First 4D map of human genome folding created
Scientists, including one of Indian origin, have created the first high-resolution four-dimensional (4D) map of human gene folding, tracking an entire genome as it folds over time.
The advance by researchers, including those from Stanford University and Harvard University in the US, may lead to new ways of understanding genetic diseases. For decades, researchers have suspected that when a human cell responds to a stimulus, DNA elements that lie far apart in the genome quickly find one another, forming loops along the chromosome.
By rearranging these DNA elements in space, the cell is able to change which genes are active.
In 2014, the same team of scientists showed it was possible to map these loops. However, the first maps were static, without the ability to watch the loops change. It was unclear whether, in the crowded space of the nucleus, DNA elements could find each other fast enough to control cellular responses.
"Before, we could make maps of how the genome folded when it was in a particular state, but the problem with a static picture is that if nothing ever changes, it is hard to figure out how things work," said Suhas Rao, a medical student at Stanford University.
"Our current approach is more like making a movie; we can watch folds as they disappear and reappear," said Rao, first author of the study published in the journal Cell.
To track the folding process over time, the research team began by disrupting cohesin, a ring-shaped protein complex that was located at the boundaries of nearly all known loops.

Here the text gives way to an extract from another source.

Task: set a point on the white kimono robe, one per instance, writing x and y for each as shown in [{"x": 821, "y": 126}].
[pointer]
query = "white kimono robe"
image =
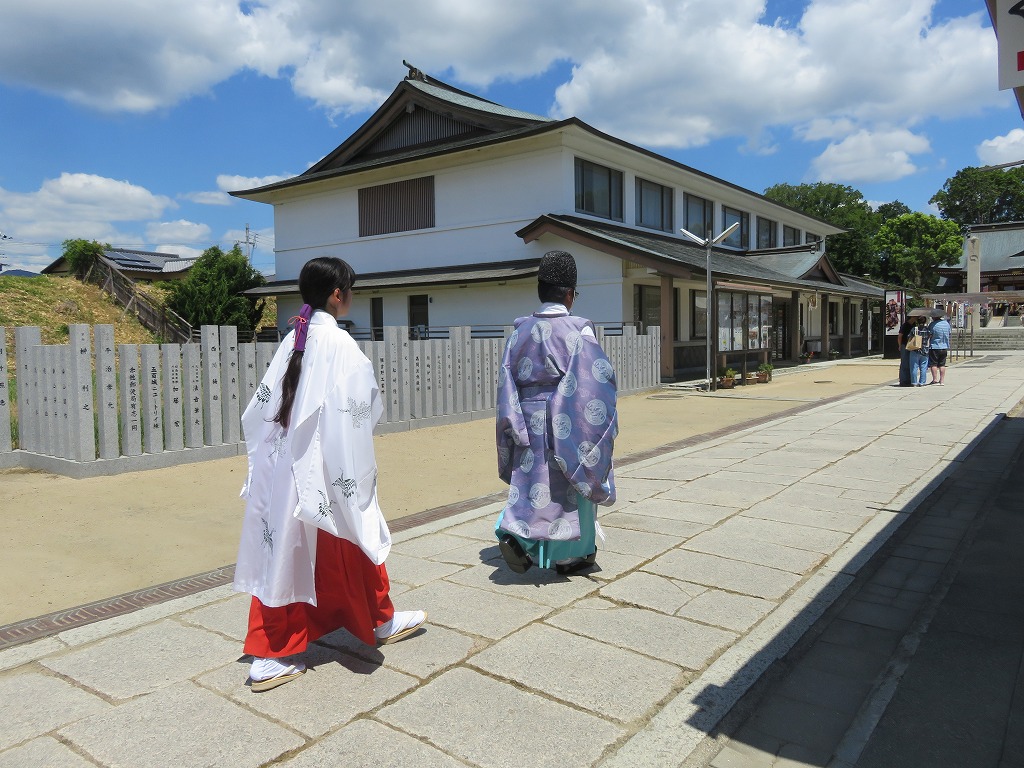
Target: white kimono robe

In 2015, the team proposed that cohesin creates DNA loops in the cell nucleus by a process of extrusion.
"Extrusion works like the strap-length adjustor on a backpack," said Erez Lieberman Aiden, director of the Center for Genome Architecture at Baylor College of Medicine in the US. "When you feed the strap through either side, it forms a loop.
DNA seems to be doing the same thing - except that cohesin rings appear to play the role of the adjustor," said Aiden.
Aiden said a crucial prediction of the 2015 model is that all the loops should disappear in the absence of cohesin. In the new research, Aiden, Rao and colleagues tested that assumption. "We found that when we disrupted cohesin, thousands of loops disappeared," said Rao.
"Then, when we put cohesin back, all those loops came back, often in a matter of minutes. This is precisely what you would predict from the extrusion model, and it suggests that the speed at which cohesin moves along DNA is among the fastest for any known human protein," he said.